Index providers under the microscope

Several recent high-profile index errors, decisions and announcements have elevated the index industry and infrastructure into the public consciousness at a level never previously seen. As a result, demand for index transparency, stability and accountability has never been higher. Index users themselves are now starting to bring pressure on those funds and index providers (whether the fund itself or a standalone index provider) due to composition or calculation errors in certain indices in addition to levying questions around integrity and accountability – key themes that the BMR itself, and the IOSCO Principles for Financial Benchmarks before that, had intended to resolve. These have been particularly prevalent in relation to the largest and most well-known and established index providers.

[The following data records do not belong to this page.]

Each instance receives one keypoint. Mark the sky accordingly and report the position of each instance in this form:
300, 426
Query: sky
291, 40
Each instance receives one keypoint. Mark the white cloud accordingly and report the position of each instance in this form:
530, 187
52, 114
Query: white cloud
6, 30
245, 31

Errors and scandals are quick to draw the eye, whether it be an asset manager erroneously including certain stocks, such as a gun manufacturer in an ESG fund, due to an indexing error; or an index employee front-running, for personal gain, an index composition change they were privy to. In the first example, the asset manager itself was forced into issuing an apology to its investors; and the second example has led to criminal proceedings for the individual and renewed focus on the index provider’s use of discretion or “expert judgement” in an index methodology.

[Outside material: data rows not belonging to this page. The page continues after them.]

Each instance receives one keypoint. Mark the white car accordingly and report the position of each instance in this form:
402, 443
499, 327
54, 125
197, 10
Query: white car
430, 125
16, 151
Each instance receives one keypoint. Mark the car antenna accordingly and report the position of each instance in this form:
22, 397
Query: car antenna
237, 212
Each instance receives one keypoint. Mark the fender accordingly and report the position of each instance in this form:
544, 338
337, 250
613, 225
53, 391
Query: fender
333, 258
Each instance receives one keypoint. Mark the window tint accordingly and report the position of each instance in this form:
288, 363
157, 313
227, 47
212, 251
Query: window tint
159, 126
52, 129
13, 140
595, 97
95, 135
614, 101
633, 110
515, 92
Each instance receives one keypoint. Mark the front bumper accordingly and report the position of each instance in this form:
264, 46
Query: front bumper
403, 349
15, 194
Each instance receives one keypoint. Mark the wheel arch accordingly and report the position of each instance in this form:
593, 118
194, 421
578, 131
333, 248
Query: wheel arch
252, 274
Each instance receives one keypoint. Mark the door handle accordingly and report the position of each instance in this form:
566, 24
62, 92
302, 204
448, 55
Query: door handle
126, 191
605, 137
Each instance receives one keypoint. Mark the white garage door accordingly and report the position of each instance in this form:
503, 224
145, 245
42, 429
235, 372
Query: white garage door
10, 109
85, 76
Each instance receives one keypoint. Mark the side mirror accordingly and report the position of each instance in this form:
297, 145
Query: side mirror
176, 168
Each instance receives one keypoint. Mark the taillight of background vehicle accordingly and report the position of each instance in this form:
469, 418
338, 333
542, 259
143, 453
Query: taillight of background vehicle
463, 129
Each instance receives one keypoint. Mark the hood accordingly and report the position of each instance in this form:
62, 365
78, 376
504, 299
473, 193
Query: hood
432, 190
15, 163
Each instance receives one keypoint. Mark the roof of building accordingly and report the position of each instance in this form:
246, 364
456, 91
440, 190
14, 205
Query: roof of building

As well as erroneous index compositions, providers offering index-linked products have also come under scrutiny from investors for not being accountable or for pursuing wrong motivations. For example, where emerging market indices are judged to be inappropriately weighted towards certain markets in the index. What each of these examples demonstrates is an industry-wide focus on indices that goes hand-in-hand with the principles addressed by the BMR.

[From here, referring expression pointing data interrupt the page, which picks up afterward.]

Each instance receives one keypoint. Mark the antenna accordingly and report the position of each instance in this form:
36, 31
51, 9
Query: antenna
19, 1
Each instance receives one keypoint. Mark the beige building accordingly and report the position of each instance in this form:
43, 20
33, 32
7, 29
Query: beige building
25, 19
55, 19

What happens when the regulators do not address these concerns? We are starting to see the result – the index consumers themselves begin leaning on their providers to be more transparent in how they administer their indices and prove they can be trusted to avoid errors and follow transparent methodologies. The consequent demand for independent audits of index providers has never been greater. Ironically, audit firms themselves are not without their own challenges, with increasing scrutiny and demands in relation to the depth and quality of the audits being undertaken.

The IOSCO Principles for Financial Benchmarks remain a staple component and the core set of criteria for an independent audit of an index provider. Increasingly, however, we are seeing consumers demanding more - obtaining an independently audited report of compliance is just step one. Index providers are coming under pressure to demonstrate effective control environments (think Sarbanes Oxley) across the full suite of their index services. An index provider who can demonstrate compliance with the IOSCO Principles (and BMR, where necessary) as well as effective control environments encompassing activities not covered by IOSCO (ESG and rebalancing processes to give two notable examples) will be going a long way to restoring trust in the sector, and establishing themselves as best in class.

Conclusion

The irony of the proposed extension to the third-country access regime under the BMR is that while it provides some respite for non-EU providers until 2025, it does contradict the prevailing winds of cynicism and scrutiny over the benchmarks and indices sector.

The coming months and years are likely to see index providers being held to a higher standard regardless and a level of accountability not seen before by the end investors and intermediary index users who demand transparency and stability.